Under the Moving Ahead for Progress in the 21st Century Act and the Highway and Transportation and Funding Act of 2014, Congress set and extended interest rate corridors for sponsors, intended to limit the volatility in funding requirements from year to year
Under current regulation, underfunded plans can get a waiver to avoid the extra section 4010 disclosure requirements if the aggregate underfunding is less than $15 million.
But PBGC has found that waiver has resulted in too much critical information going unreported since the pension-smoothing provisions of MAP-21 and HATFA have been enacted.
To address that, the proposed rule would limit the waiver to those sponsors with less than 500 participants.
In 2009, PBGC passed the $15 million underfunded threshold waiver on the assumption that it would only affect small plans funded less than 80 percent.
But the pension smoothing that stabilized interest rates in the wake of MAP-21 and HATFA pushed about 200 plans that are funded below 80 percent below the $15 million underfunded threshold, allowing more to claim the Section 4010 waiver.
PBGC only received 313 Section 4010 filings for 2013, affecting the Corp.’s capacity to protect plans by limiting its ability to accurately forecast liabilities in the event of a plan termination, it reasoned in a summary of the proposal.
The “vast majority” of the plans that have been able to take advantage of the waiver after the pension-smoothing provisions were implemented are plans with at least 1,000 participants, says PBGC.

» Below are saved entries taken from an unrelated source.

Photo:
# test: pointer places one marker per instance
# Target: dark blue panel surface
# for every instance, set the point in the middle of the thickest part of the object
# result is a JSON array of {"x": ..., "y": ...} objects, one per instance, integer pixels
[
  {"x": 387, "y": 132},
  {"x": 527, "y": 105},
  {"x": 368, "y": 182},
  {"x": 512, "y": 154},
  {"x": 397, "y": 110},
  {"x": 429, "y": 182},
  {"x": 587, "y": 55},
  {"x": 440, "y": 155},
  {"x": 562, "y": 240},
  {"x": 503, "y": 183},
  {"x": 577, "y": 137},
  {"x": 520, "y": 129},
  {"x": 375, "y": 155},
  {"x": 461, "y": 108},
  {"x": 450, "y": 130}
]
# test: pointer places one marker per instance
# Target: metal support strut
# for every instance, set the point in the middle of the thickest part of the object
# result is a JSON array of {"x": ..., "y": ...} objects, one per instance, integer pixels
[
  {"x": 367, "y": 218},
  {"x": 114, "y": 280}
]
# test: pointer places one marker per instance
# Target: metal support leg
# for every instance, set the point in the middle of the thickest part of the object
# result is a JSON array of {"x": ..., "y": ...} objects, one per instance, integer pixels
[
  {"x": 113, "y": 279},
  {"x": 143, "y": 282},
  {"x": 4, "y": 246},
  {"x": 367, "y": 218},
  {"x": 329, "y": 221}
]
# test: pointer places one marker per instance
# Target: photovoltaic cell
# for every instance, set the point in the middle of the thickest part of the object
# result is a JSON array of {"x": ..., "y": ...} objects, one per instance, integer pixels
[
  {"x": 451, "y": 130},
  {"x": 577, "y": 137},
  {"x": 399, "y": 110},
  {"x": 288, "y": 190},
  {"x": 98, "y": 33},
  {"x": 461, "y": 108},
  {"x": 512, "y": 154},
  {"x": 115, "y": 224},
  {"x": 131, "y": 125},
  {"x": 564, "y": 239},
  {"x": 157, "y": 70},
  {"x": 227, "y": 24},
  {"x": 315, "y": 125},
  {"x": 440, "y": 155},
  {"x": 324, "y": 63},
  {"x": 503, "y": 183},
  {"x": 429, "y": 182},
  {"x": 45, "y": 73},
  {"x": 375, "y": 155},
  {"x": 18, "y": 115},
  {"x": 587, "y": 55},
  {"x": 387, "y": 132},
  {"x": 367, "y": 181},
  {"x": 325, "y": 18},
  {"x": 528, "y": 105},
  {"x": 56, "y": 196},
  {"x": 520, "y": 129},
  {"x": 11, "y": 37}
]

That makes for significant liabilities were those plans to be terminated and come under the stewardship of PBGC. Because they have not been required to submit extra actuarial data, PBGC has been unable to accurately report potential liabilities to Congress, as it is statutorily required to do.
“Plans that were never intended to qualify for the regulatory waiver are, in fact, qualifying as a result of” pension-smoothing legislation, according to PBGC.
The new proposal does waive the requirement that sponsors with PBGC liens or outstanding funding waivers for $1 million or more file Section 4010 disclosures.
That requirement results in duplicative reporting, as sponsors are required to report all liens and waivers outside of 4010 requirements.
The proposal is currently open for comments. If enacted, it would affect plan filings made after the end of December 2015.